Returning to Aditya, the 10-year-old boy whose story features in Text A, the authors describe four possible medical diagnoses for his situation: anxiety; obsessive compulsive disorder; attention deficit hyperactivity disorder and autism spectrum disorder. They then reflect on how none of these differential diagnoses acknowledges the family trauma, divorce, cross-cultural bullying and other factors that may play important roles in Aditya’s life. They advocate developing a comprehensive understanding of “what is going on” as foundational to choosing a good diagnosis and way forward; this makes a neat counterpoint to starting with an assumed “what works” to fix a labelled learning need via routine strategies.

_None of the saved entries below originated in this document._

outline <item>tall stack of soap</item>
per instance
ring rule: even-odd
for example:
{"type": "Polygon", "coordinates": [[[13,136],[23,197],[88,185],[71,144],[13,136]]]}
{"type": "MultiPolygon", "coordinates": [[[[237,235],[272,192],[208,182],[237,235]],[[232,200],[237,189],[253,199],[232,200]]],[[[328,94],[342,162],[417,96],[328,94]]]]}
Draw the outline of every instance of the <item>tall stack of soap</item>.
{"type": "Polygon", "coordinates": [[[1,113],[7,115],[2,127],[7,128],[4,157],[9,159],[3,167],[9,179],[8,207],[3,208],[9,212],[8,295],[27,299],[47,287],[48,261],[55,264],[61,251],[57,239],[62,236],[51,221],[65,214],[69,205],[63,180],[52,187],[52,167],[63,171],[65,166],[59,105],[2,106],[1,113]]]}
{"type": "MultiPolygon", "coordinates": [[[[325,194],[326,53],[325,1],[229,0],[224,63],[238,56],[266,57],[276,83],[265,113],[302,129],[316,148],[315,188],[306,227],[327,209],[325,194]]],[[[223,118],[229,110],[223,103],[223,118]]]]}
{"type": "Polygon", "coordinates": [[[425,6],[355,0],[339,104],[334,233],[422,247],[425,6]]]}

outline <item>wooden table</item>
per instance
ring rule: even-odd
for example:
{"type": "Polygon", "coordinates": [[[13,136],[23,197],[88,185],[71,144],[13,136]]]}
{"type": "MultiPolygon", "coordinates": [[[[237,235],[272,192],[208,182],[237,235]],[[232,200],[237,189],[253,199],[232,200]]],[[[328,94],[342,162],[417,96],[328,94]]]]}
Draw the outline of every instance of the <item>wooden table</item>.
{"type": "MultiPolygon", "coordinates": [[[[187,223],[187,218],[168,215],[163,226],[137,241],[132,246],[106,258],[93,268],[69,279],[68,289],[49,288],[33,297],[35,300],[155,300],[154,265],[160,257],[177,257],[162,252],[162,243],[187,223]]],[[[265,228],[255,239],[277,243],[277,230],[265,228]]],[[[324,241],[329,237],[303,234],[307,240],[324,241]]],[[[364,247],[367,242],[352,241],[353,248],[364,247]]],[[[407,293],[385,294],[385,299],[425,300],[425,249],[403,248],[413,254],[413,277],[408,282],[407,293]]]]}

If expertise in exploring “what is going on” rather than knowing in advance “what works” was adopted as a key marker of teacher professionalism, “evidence-based practice” may come to mean something very different from basing all pedagogy on randomised controlled trials. We encourage academics, teacher educators, curriculum designers and policy experts to experiment with prioritising “what is going on”, and its attendant sensitivities to context, possibilities, diversities and multiplicities. Above all, our analysis indicates that educators need to be alert to the potential that translation of a dated, narrow, epidemiological-style notion of evidence-based medical practice will diminish and de-humanise education. As Text A demonstrates, in medicine, good choices are not made this way.